İnsanoğlu var olduğu günden bu yana hep bir “değişim” ve “dönüşüm” süreci yaşamaktadır. Yerinde istihâle ve tekâmül de diyebileceğimiz bu “değişim” ve “dönüşüm” değişik dönemler itibarıyla, o dönemin hususiyetleri açısından bazı farklılıklar arz etse de, temelde, ayniyete yakın tam bir misliyet içinde, hem de fasılasız devam edegelmiştir.. bir kısım teferruat farklılığıyla hâlâ devam etmektedir.. bundan sonra da kesintisiz devam edeceğe benzer.

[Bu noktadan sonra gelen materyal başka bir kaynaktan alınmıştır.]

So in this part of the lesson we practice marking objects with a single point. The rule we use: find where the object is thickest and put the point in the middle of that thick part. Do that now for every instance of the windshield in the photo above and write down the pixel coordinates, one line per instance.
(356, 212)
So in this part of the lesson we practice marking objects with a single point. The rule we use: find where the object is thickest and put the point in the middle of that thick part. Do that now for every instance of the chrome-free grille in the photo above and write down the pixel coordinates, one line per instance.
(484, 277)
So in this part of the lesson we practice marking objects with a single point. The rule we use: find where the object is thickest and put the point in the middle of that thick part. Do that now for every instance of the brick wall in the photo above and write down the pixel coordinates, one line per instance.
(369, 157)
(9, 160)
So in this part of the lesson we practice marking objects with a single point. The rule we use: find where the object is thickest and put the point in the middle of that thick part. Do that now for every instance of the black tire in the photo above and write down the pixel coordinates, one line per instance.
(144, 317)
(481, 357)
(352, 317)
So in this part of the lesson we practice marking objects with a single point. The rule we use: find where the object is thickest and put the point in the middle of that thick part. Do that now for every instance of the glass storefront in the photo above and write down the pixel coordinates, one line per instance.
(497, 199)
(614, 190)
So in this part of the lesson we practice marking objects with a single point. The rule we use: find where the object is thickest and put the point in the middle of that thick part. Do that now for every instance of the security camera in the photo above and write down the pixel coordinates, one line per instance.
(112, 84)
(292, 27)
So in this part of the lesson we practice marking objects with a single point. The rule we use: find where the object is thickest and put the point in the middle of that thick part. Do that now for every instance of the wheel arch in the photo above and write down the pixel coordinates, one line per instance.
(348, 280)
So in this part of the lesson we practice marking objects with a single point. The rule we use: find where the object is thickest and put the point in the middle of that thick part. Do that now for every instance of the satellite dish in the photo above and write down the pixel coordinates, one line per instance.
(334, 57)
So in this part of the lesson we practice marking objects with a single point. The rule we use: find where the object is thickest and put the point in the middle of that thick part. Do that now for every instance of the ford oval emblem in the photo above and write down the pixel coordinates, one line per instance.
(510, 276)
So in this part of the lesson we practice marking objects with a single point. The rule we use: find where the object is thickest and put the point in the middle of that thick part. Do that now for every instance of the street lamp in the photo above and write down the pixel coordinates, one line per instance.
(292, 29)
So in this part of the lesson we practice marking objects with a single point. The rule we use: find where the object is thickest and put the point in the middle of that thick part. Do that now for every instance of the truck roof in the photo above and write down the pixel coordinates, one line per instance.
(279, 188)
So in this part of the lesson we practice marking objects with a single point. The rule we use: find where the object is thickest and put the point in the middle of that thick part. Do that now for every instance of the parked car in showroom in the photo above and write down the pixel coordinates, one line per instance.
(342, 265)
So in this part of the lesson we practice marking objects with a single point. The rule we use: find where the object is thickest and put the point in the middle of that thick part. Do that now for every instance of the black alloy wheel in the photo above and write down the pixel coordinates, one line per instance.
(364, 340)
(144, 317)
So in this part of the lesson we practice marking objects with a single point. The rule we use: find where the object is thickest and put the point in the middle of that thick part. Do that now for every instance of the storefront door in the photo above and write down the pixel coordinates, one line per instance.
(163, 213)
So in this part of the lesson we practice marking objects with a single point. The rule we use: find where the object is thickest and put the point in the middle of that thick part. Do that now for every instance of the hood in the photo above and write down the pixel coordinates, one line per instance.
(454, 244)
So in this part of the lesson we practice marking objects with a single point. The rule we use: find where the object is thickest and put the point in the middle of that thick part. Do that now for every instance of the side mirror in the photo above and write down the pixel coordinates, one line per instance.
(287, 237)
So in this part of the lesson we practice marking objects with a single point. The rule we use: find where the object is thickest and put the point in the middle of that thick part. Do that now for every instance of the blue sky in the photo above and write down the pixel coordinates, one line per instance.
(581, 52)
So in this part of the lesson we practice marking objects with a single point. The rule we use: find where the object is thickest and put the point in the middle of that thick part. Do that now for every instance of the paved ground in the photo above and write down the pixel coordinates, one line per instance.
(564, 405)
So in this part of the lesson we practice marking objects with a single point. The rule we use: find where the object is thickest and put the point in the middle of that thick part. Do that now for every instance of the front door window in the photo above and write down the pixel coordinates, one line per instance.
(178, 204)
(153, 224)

Bu itibarla da geleceğin vaad ettikleri, zaruretleri ve kendine has kuralları bizi, belli noktalara zorlayıp, belli hususlara yönlendirip; mukavemet edilmez, karşı durulmaz, söz dinletilmez sürpriz hâdiselerin şaşkınlığına düşürmeden; düşürüp sendeletmeden, sersemleştirmeden kendimiz olarak yerimizi almamız lâzımdır ki, zamanın dişleri ve hâdiselerin insafsız dişlileri arasında kalıp ezilmeyelim.. ezilmeyelim ve gönüllerimiz imanla dopdolu, gözlerimiz de ümitle pırıl pırıl, takılıp yollarda kalmadan hep istikbale yürüyelim.. evet yürüyelim ki, mevcudiyet ve bekâmız adına karşı koymaya çalıştığımız bugünkü olumsuz istihâleleri unutturacak daha büyük “değişim” ve “dönüşüm” dalgalarına kapılıp çer çöp gibi şuraya-buraya sürüklenmeyelim. Aslında, o dalgalar, bütün dehşetiyle yerlerinden kopup dünyanın üzerine yürümeye başladılar bile…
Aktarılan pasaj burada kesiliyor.